In some subjects with IDH, the high diastolic pressure may be artifactual. Some years ago we described a method of measuring blood pressure noninvasively using a high fidelity transducer instead of a stethoscope (wideband external pulse recording), which records the low frequency signals as well as the higher frequency components that are audible as the Korotkoff sounds. 7 By visual inspection of the traces recorded during cuff deflation, a very accurate estimation of the true systolic and diastolic pressures can be obtained. We found that this method gave a closer agreement with intra‐arterial pressure than the Korotkoff sound method. When we looked at patients with IDH (systolic <140 and diastolic >90), we found that the diastolic pressure recorded by the conventional auscultatory technique was on average 7 mm Hg higher than the value recorded by the wideband method. 8 This difference was only 3 mm Hg in patients with combined hypertension and zero in normotensives. Thus, it appeared that a substantial number of patients with IDH might be misclassified by the conventional method of blood pressure measurement.

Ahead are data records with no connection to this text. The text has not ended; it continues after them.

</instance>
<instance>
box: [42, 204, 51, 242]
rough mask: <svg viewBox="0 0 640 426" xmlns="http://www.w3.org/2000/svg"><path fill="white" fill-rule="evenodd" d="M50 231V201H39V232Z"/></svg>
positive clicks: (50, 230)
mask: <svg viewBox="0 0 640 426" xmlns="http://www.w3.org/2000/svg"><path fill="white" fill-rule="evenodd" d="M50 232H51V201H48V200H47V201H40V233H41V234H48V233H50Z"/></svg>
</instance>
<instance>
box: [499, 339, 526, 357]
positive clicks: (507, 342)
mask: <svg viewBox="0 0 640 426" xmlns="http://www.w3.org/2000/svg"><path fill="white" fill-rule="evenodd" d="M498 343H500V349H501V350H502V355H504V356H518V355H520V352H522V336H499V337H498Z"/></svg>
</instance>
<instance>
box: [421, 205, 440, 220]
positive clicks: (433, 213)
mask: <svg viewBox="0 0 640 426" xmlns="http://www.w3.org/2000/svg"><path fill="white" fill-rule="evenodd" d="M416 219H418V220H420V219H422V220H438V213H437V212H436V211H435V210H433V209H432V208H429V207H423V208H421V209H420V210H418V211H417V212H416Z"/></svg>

How do these findings relate to other epidemiological studies, which have specifically compared the prognostic significance of systolic and diastolic pressures? A recent analysis of the Framingham Heart Study data looked at the ability of systolic and diastolic pressure to predict coronary heart disease as a function of age. 9 In subjects younger than 50 years of age, diastolic pressure was significantly better than systolic pressure, whereas systolic pressure was better over the age of 50. However, when the data were analyzed in five age groups, it was only the youngest quintile (younger than 40) where this difference was significant. In addition, the method of analysis may have led to a bias favoring diastolic pressure because the hazard ratios were calculated for a 10 mm Hg change in each blood pressure component. A change of diastolic pressure of 10 mm Hg would in real life be associated with a change of systolic pressure that would be considerably more than 10 mm Hg, so it would be more appropriate to look at percentage changes rather than an absolute value. A very similar analysis was performed in the Physicians' Health Study, 10 which found that both systolic and diastolic pressure predicted outcomes in the two youngest age groups (under 50 and 50–59), but it too calculated the hazard ratios for a 10 mm Hg change of both systolic and diastolic pressure. Interestingly, the confidence intervals were much wider for diastolic than systolic pressure, suggesting a lack of precision in the measurement. Nevertheless, the authors concluded that systolic pressure should be used to predict risk even in men younger than 60. Another analysis of the Physicians' Health Study and the Women's Health Initiative developed risk equation models for predicting clinical outcomes using both systolic and diastolic pressures. It concluded that in men, both systolic and diastolic pressures predicted risk, but in women only systolic pressure was important. 11
The reconciliation of these analyses with the prospective studies of IDH is more difficult. Unfortunately for the present discussion, none of the studies quoted above looked at the individuals with IDH. The only one to find any superiority for diastolic pressure was the Framingham study, where it applied only to subjects under the age of 40. Therefore, it would seem reasonable not to prescribe antihypertensive treatment for patients who present with a high diastolic pressure and a systolic pressure <140 mm Hg at the present time.
This would be consistent with a set of simple guidelines for primary health care published by Sever 12 in 1999, which included four rules. Rule One was “abandon diastolic pressure measurement and rely on systolic blood pressure values for decisions on treatment thresholds and goals.” This statement may seem like heresy, but in medicine, as in other fields of human belief and endeavor, today's heresy may be tomorrow's dogma.